Pemerintah Daerah Istimewa Yogyakarta secara legal formal dibentuk dengan UU Nomor 3 Tahun 1950 yang kemudian diubah menjadi UU No 19 Tahun 1950. Pemerintah DI Yogyakarta berdasarkan UU tersebut menikmati beberapa kewenangan yaitu pertanian, agraria, perburuhan, pemerintahan umum, urusan umum, kehewanan, sosial, dll. Tidak tampak begitu jelas kekhususan pada wewenang yang diberikan itu. Tetapi sudah tampak berbagai kewenangan eksklusif dari Pemerintah DI Yogyakarta
Keistimewaan Yogyakarta hanya tampak pada pengisian posisi kepala dan wakil kepala eksekutif di Yogyakarta yang hanya bisa ditempati oleh Sultan/Pakualam dan atau kerabat kerajaan dan juga kewenangan di bidang pertanahan dan budaya.
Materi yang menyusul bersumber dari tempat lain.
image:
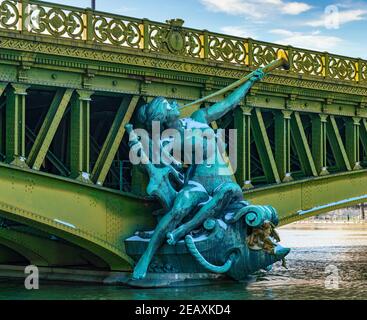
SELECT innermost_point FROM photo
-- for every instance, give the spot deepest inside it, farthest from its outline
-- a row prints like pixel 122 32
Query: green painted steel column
pixel 352 126
pixel 264 148
pixel 80 136
pixel 319 143
pixel 2 113
pixel 283 144
pixel 15 124
pixel 301 145
pixel 113 140
pixel 242 118
pixel 363 137
pixel 47 132
pixel 337 145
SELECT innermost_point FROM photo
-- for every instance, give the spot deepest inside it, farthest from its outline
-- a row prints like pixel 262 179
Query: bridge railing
pixel 93 27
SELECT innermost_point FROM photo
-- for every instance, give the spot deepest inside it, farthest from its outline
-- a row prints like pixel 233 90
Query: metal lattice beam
pixel 113 139
pixel 48 129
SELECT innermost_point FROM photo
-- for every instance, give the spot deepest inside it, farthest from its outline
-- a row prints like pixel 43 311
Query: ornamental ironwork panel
pixel 227 49
pixel 9 15
pixel 308 62
pixel 263 53
pixel 342 68
pixel 53 20
pixel 171 38
pixel 117 31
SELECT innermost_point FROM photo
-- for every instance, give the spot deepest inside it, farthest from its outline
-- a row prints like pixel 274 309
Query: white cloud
pixel 256 8
pixel 295 8
pixel 239 31
pixel 313 41
pixel 341 16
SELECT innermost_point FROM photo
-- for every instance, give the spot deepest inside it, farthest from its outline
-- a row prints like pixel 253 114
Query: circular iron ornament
pixel 175 41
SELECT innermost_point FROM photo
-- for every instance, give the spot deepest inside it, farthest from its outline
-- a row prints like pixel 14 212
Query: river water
pixel 326 262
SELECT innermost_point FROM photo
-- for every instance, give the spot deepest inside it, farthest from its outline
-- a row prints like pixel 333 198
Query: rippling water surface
pixel 321 257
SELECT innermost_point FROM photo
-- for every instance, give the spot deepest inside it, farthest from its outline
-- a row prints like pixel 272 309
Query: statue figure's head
pixel 159 109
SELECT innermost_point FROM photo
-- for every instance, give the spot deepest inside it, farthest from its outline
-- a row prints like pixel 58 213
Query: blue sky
pixel 338 27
Kedudukan ini tidak diatur di dalam ke 2 UU, dan secara politis pemerintah telah mengakui bahwa ke dua posisi ini yang menguasai daerah DIY.
Itulah beberapa pandangan tentang otonomi khusus, tetapi dalam pelaksanaannya perlu dipantau dan diberikan dana dalam menyelenggarakan otsus dengan baik dan benar. Hanya saja ditekankan disini, bahwa DIY tidak meminta biaya otsus seperti yang diberikan kepada Papua dan Aceh. Sekarang baru PP Nomor 54 Tahun 2004 dan PP Nomor 77 Tahun 2007 yang muncul dalam menanggapi otsus ini lebih lanjut. (***)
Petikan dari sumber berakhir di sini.